Lisa-Marie: We certainly are, especially together, again, coming back to the networks of women in Bradford, in Portsmouth and elsewhere and globally. We certainly are strong enough without a doubt. Where can we find out more about future events and books?

Sharena: Yes. I think if you follow me on any of my social media links, I think that being put in the chat as well, but my website is www.Sharenaleesatti.com and I'm on like Facebook. Same if you just search my name and Instagram and Twitter. I keep them all up to date on what's going on and where I'm going next year.

Lisa-Marie: We'll send those links out to everybody. So Alison has said, ‘can I be cheeky and ask Sharena to choose one, please?

Sharena: So yeah, this is probably a nice one to leave in as well. I’m a nature geek and I love nature and it makes me feel amazing. So this poem is called ‘It's more than nature for me’ and it's on page 83.

It's more than nature for me.

It's not just nature.

It's more than green leaves weaved into branches.

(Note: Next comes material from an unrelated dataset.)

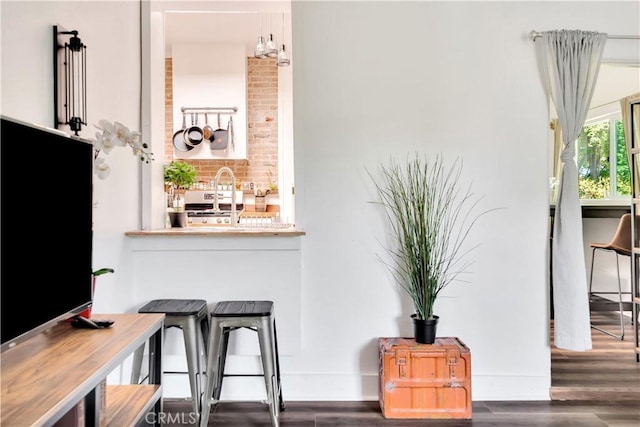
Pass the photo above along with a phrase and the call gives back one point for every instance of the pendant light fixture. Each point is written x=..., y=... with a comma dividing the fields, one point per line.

It's more than protruding vines that climb about along the bark of the tree,

it's more than what the eye can see

 more than the whispers of grass that brush past your skin,

leaving its delicate flicker

In your memory.

It's touch

 that prickles as much

 leaving its imprint

tattooed in your mind.

It's more than nature

that I find draws me closer,

draws me into this whirlwind of peace.

I drown in its heavenly scent

 in its sweet silence.

When my mind is exercised by nature's guidance,

 it's more than just being outdoors,

where the mind explores the universe on earth

with a sky that swirls into a canvas of blue and grey,

leaving a ray of summer silk

 breaking through the clouds.

It's my place away from the crowds.

It's more than nature.

It stimulates my behaviour.

It releases something inside me

that connects me more than a sun is connected to the trees.

It's more than nature for me.

Lisa-Marie: Thank you, And I'll be really cheeky cause I'm going to fit in in another one.

I couldn't decide between asking you to finish on Indestructible, which is page 74, because I just love a couple of lines in there and I made a promise to myself that I would never allow anyone again, to fuck with me because I am indestructible. Well, I love that I'm going to get that line in because I actually adore it.

And then I'm going to say, thank you ever so much, but for just being here and for giving us this time and space to listen to your words, I've thoroughly enjoyed it. Thank you. So, so much. And I'm going to ask you in the last two minutes to finish with another one of my favourites, which is Thank You. And that's on page 45.

Thanks everybody for joining us this evening. Thank you so so much.

Sharena: Thank you everybody for your kind words and thank you Lisa-Marie, for having me here tonight.

This is Thank You.

Thank you for fuelling my ammunition with your systematic critique

I don't write to please others.

It's my own technique.

 I write for me

 to release this inner energy that's brewing inside of me.

That's reaching to the light.

That's craving to be free.

Thank you for showing me that I am special.

I can hold my tongue

when I haven't even begun to express how I feel

and I didn't reveal how much.

 People here demotivate us

What is the need to knock others down?

Who wants to succeed at picking themselves off the ground?

Thank you for showing me the person I never want to be

with your judgmental expectation

I never strive for perfection,

 and that's okay with me.

you will not suppress my creativity,

but I am living and breathing because of writing my poetry.

Lisa-Marie: Lots of love Sharena. Thank you so so much.

And can't wait to come back up north and meet up again. Maybe we'll go back to that same old cafe. just let us know when you've got an event going on and we'll do our best to attend and thank you. And I cannot wait to see and hear your poetry and coming years. I really can't.